En 2008 par exemple, dans le cadre de projets d’insertion et d’animation de la cité, Maryse Ricouard a organisé 65 tables de lecture (25 pour un public RMI, 40 pour un public des quartiers), autour de 9 textes de théâtre joués sur les plateaux du Volcan. Le projet était financé par des fonds spécifiques Contrat Urbain Cohésion Sociale du Département, complétés par l’État, la Ville,  la CAF, et le fonds social européen.
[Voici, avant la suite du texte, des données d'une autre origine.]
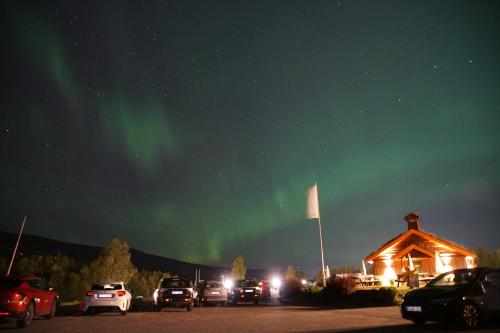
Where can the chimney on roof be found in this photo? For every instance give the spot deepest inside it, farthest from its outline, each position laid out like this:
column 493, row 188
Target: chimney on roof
column 413, row 220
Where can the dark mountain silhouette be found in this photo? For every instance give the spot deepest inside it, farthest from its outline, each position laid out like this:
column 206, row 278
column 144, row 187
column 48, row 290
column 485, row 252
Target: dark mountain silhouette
column 84, row 254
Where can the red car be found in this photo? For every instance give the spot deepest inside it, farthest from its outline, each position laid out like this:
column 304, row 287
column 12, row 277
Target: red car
column 22, row 298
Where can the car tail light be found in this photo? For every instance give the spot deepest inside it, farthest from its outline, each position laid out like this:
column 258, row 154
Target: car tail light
column 17, row 296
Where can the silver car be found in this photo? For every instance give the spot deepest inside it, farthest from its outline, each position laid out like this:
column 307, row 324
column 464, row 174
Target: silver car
column 212, row 292
column 108, row 296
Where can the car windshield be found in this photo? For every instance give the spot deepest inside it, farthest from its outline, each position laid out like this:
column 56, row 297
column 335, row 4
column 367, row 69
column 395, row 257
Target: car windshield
column 107, row 286
column 454, row 278
column 175, row 284
column 248, row 283
column 10, row 283
column 214, row 284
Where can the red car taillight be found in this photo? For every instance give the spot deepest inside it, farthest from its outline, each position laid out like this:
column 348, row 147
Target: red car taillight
column 17, row 296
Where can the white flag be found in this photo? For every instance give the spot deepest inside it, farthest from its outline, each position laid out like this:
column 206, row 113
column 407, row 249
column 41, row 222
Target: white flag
column 312, row 203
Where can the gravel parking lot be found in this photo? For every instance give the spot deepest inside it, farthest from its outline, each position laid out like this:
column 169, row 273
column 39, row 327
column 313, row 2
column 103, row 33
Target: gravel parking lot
column 242, row 318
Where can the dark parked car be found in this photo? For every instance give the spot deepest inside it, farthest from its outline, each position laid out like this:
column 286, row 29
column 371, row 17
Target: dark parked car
column 25, row 297
column 246, row 291
column 174, row 292
column 211, row 292
column 469, row 295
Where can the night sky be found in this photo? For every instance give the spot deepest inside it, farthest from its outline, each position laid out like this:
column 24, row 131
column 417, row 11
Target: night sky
column 192, row 130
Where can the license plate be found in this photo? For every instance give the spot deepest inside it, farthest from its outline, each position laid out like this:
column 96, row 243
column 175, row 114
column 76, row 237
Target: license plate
column 413, row 308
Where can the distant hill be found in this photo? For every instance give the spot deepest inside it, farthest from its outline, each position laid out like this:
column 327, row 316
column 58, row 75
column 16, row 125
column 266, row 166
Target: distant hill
column 84, row 254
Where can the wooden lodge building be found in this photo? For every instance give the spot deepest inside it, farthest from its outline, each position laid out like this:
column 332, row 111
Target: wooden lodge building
column 426, row 252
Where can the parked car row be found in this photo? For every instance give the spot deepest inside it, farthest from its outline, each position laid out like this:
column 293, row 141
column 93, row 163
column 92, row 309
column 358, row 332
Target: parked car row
column 181, row 293
column 467, row 295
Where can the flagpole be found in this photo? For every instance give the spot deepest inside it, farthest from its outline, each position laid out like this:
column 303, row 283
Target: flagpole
column 15, row 248
column 322, row 256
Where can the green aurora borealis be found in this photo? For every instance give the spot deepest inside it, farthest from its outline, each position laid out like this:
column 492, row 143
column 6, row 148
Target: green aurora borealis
column 193, row 129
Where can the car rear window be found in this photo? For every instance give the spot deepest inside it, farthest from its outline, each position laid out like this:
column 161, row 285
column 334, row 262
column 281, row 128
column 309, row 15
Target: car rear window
column 104, row 286
column 175, row 284
column 10, row 283
column 215, row 285
column 248, row 283
column 454, row 278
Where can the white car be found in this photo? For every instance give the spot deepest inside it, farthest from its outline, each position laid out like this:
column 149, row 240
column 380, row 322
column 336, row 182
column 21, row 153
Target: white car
column 108, row 296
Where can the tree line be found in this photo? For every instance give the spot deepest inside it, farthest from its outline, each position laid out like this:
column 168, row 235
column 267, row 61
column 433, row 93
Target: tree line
column 72, row 279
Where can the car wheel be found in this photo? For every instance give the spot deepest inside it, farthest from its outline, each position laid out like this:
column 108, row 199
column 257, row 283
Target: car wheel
column 470, row 315
column 27, row 316
column 52, row 312
column 419, row 321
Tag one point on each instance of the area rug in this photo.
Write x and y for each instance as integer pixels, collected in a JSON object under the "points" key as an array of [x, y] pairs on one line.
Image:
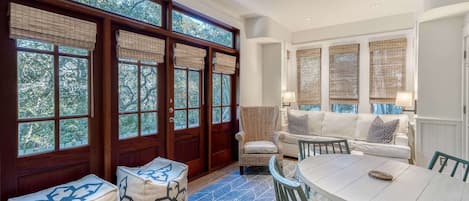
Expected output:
{"points": [[256, 184]]}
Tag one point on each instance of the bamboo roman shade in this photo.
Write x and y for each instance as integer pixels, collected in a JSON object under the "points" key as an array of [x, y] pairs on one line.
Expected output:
{"points": [[140, 47], [188, 56], [343, 74], [32, 23], [224, 63], [309, 76], [387, 69]]}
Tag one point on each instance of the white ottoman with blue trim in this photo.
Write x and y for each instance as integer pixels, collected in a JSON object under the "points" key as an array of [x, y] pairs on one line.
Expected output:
{"points": [[89, 187], [159, 180]]}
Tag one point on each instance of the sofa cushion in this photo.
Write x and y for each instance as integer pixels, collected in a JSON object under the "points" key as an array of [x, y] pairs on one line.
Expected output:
{"points": [[339, 125], [315, 119], [403, 122], [363, 125], [381, 132], [298, 123], [260, 147], [384, 150], [293, 139]]}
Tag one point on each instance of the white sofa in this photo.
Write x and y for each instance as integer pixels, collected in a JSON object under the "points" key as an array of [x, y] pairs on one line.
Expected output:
{"points": [[354, 128]]}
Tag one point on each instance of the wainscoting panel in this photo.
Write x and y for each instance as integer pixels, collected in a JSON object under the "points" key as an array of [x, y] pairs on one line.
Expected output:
{"points": [[436, 134]]}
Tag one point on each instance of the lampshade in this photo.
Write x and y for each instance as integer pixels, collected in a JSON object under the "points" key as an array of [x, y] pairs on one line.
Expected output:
{"points": [[289, 97], [404, 99]]}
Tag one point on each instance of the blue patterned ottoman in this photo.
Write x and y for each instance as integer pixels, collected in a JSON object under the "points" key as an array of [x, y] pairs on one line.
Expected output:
{"points": [[87, 188], [159, 180]]}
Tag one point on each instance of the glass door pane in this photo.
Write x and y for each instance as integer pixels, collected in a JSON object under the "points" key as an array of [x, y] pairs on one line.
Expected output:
{"points": [[186, 98]]}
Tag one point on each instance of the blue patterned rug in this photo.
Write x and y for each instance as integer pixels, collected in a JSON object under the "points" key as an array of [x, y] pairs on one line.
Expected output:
{"points": [[256, 184]]}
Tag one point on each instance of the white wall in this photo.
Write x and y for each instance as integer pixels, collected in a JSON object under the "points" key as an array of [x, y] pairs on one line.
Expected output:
{"points": [[440, 117], [272, 74], [440, 61], [429, 4], [364, 69], [374, 26], [250, 86]]}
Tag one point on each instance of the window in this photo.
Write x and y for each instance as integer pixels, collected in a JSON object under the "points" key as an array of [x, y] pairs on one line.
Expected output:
{"points": [[310, 107], [142, 10], [309, 76], [221, 98], [138, 98], [344, 108], [189, 25], [379, 108], [343, 78], [387, 70], [53, 97], [186, 98]]}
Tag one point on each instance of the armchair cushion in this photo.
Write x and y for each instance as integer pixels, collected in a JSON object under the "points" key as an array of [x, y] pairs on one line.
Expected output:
{"points": [[260, 147]]}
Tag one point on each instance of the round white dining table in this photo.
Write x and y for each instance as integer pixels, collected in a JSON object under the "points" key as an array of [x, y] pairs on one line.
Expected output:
{"points": [[345, 177]]}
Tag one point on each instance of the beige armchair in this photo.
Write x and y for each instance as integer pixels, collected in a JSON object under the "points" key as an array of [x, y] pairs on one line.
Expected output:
{"points": [[257, 141]]}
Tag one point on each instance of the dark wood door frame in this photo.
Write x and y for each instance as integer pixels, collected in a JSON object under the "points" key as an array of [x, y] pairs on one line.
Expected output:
{"points": [[101, 157]]}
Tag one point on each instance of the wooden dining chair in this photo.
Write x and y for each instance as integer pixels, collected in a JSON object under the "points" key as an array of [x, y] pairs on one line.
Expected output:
{"points": [[444, 162], [311, 148], [285, 189]]}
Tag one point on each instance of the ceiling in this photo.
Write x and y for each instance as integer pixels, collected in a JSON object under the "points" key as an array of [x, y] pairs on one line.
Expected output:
{"points": [[298, 15]]}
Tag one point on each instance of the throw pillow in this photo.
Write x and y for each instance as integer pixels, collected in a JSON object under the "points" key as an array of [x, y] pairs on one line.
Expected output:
{"points": [[298, 123], [381, 132]]}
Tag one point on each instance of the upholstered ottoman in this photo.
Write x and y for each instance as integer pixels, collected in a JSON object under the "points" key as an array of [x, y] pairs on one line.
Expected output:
{"points": [[89, 187], [159, 180]]}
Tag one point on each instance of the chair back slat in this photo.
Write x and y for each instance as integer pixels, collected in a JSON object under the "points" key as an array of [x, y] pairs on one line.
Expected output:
{"points": [[285, 189], [438, 156], [454, 169], [322, 147]]}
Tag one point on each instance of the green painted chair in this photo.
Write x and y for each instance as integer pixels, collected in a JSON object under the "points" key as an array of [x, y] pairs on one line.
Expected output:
{"points": [[285, 189], [444, 162], [312, 148]]}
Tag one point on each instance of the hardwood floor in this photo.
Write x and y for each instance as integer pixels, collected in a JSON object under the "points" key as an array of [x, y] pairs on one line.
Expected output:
{"points": [[211, 178]]}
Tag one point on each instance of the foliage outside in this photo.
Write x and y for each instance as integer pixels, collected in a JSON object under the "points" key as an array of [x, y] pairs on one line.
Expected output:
{"points": [[37, 102]]}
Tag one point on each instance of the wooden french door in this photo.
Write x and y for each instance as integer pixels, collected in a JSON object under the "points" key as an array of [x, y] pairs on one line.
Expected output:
{"points": [[187, 113], [139, 134]]}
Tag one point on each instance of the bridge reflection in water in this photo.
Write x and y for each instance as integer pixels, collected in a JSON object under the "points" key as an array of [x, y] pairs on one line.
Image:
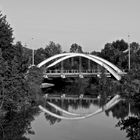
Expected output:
{"points": [[59, 110]]}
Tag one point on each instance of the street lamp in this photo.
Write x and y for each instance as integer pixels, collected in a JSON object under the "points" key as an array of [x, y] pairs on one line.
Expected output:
{"points": [[129, 67]]}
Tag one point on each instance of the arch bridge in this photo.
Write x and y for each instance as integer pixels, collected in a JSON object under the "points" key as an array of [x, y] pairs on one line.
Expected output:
{"points": [[51, 63]]}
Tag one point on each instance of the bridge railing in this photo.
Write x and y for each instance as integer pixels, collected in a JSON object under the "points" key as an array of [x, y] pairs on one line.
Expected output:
{"points": [[72, 71]]}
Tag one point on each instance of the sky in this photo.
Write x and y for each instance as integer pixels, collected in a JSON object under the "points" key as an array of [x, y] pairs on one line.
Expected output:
{"points": [[89, 23]]}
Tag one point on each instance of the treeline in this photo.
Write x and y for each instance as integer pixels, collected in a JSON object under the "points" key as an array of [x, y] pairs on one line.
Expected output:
{"points": [[16, 88]]}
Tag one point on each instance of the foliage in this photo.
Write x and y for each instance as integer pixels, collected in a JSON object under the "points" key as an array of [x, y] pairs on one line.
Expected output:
{"points": [[6, 38], [52, 49], [76, 48], [16, 124]]}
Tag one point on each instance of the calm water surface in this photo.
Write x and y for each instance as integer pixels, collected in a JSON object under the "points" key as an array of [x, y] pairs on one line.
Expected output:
{"points": [[99, 127]]}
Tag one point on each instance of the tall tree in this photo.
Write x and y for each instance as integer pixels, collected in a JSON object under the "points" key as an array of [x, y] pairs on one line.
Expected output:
{"points": [[6, 37], [113, 52]]}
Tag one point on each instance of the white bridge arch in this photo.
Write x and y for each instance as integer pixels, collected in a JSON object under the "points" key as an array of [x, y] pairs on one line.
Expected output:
{"points": [[115, 71]]}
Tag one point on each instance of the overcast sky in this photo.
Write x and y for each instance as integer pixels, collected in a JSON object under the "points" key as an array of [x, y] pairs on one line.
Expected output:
{"points": [[89, 23]]}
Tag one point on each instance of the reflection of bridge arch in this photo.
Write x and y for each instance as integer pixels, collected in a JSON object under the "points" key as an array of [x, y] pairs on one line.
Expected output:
{"points": [[115, 71]]}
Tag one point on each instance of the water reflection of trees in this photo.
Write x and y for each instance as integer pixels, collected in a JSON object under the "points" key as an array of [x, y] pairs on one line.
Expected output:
{"points": [[131, 125], [52, 120], [15, 125]]}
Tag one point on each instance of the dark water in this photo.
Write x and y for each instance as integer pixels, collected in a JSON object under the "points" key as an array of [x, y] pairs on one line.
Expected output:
{"points": [[121, 122]]}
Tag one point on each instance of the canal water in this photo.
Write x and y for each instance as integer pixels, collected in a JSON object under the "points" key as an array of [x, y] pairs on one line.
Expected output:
{"points": [[102, 126], [54, 117]]}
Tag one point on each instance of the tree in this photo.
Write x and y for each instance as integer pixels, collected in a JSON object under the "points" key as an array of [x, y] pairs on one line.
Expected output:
{"points": [[113, 52], [40, 55], [76, 48], [6, 38], [52, 49], [3, 74]]}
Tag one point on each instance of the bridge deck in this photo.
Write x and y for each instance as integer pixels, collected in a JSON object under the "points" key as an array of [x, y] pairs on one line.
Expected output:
{"points": [[74, 73]]}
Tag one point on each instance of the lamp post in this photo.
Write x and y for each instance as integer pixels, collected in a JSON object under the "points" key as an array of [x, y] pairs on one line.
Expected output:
{"points": [[129, 67], [33, 55]]}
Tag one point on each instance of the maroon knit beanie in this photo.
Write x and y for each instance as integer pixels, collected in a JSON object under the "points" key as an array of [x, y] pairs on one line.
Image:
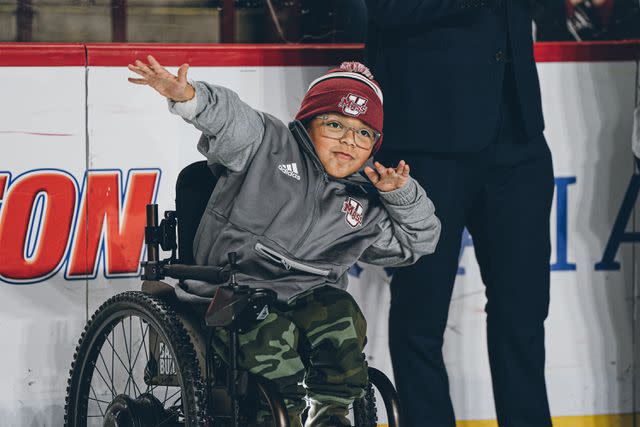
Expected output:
{"points": [[349, 90]]}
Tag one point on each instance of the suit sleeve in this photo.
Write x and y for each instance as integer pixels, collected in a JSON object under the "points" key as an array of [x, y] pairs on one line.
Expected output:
{"points": [[410, 230], [389, 14], [231, 130]]}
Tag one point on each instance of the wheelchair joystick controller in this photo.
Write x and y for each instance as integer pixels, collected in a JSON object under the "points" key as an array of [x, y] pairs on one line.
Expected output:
{"points": [[233, 267]]}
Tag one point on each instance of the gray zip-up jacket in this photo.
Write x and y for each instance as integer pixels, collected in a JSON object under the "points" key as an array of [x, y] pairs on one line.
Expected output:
{"points": [[293, 227]]}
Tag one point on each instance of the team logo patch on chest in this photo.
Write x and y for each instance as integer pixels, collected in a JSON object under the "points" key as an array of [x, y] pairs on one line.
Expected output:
{"points": [[354, 212]]}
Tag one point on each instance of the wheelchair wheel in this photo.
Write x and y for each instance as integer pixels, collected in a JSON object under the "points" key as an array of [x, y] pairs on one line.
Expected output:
{"points": [[364, 409], [135, 365]]}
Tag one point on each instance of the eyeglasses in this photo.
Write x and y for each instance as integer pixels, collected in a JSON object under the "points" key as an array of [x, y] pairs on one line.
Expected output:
{"points": [[333, 128]]}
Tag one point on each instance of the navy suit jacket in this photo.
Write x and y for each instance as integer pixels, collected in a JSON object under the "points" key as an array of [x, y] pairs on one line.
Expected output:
{"points": [[441, 65]]}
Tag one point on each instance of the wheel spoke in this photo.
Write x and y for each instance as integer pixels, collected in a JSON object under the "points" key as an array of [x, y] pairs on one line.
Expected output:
{"points": [[170, 397], [113, 387], [97, 400], [96, 369]]}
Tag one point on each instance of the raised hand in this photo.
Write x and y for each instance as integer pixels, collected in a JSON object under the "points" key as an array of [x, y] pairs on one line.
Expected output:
{"points": [[388, 179], [166, 84]]}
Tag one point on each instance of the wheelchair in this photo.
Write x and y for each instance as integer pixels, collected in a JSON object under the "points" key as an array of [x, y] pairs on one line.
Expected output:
{"points": [[145, 358]]}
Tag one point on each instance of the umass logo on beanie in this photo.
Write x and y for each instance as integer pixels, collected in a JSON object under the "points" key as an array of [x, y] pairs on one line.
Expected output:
{"points": [[349, 90], [353, 105]]}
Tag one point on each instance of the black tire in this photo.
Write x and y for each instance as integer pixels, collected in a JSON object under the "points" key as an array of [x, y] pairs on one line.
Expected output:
{"points": [[150, 312], [364, 409]]}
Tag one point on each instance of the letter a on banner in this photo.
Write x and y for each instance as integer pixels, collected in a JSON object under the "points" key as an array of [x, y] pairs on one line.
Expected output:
{"points": [[111, 223], [618, 234]]}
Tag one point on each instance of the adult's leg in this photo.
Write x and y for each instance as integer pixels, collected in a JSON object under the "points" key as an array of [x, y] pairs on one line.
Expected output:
{"points": [[420, 294], [335, 331], [510, 229]]}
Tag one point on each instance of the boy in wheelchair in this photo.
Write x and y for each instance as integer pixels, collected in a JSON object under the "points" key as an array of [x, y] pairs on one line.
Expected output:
{"points": [[300, 204]]}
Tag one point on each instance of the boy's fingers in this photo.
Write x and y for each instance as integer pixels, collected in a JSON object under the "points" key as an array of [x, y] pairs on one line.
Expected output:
{"points": [[155, 64], [143, 67], [371, 174], [381, 169], [182, 73], [138, 81], [137, 70]]}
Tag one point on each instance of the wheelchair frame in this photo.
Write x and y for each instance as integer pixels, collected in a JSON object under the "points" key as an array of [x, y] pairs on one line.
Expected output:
{"points": [[234, 307]]}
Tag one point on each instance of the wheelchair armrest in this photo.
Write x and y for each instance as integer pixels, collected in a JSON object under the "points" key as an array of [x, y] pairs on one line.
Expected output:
{"points": [[158, 288], [205, 273]]}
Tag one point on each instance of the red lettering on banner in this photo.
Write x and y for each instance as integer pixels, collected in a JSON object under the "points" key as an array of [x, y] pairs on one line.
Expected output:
{"points": [[52, 228], [4, 180], [110, 225]]}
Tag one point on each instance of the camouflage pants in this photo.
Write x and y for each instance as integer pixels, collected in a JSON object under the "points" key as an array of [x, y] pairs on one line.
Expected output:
{"points": [[313, 349]]}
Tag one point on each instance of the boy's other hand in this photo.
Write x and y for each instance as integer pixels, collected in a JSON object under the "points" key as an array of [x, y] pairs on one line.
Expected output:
{"points": [[388, 179], [176, 88]]}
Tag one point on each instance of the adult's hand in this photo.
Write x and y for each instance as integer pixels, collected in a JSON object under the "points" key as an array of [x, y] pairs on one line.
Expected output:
{"points": [[176, 88]]}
Ce dispositif a permis l’édition de 3000 billets pour tous les spectacles au profit d’habitants en grande difficulté financière.

Les partenaires étaient les équipes d’intervention sociale de la CAF, d’animation de la Ville et de la Mission locale, de la Formation professionnelles des jeunes, d’animation du réseau associatif, les structures de santé et solidarité, les promoteurs d’action RMI, les centres sociaux.

Elle expliquait : « Ce travail en direction des publics éloignés des lieux culturels n’est possible que si les collectivités s’y impliquent. Sans le soutien du Conseil général, et des autres administrations qui ont aussi en charge des populations vulnérables, rien ne peut se faire ! »

Elle savait que c’était un travail de longue haleine : « L’aspect financier est évident mais il n’est pas déterminant. Il y a toutes sortes de passages pour aimer le spectacle.  Amener les gens à comprendre, ça peut être ça aussi le spectacle. Pour s’affranchir des préjugés, on a besoin de temps.  » 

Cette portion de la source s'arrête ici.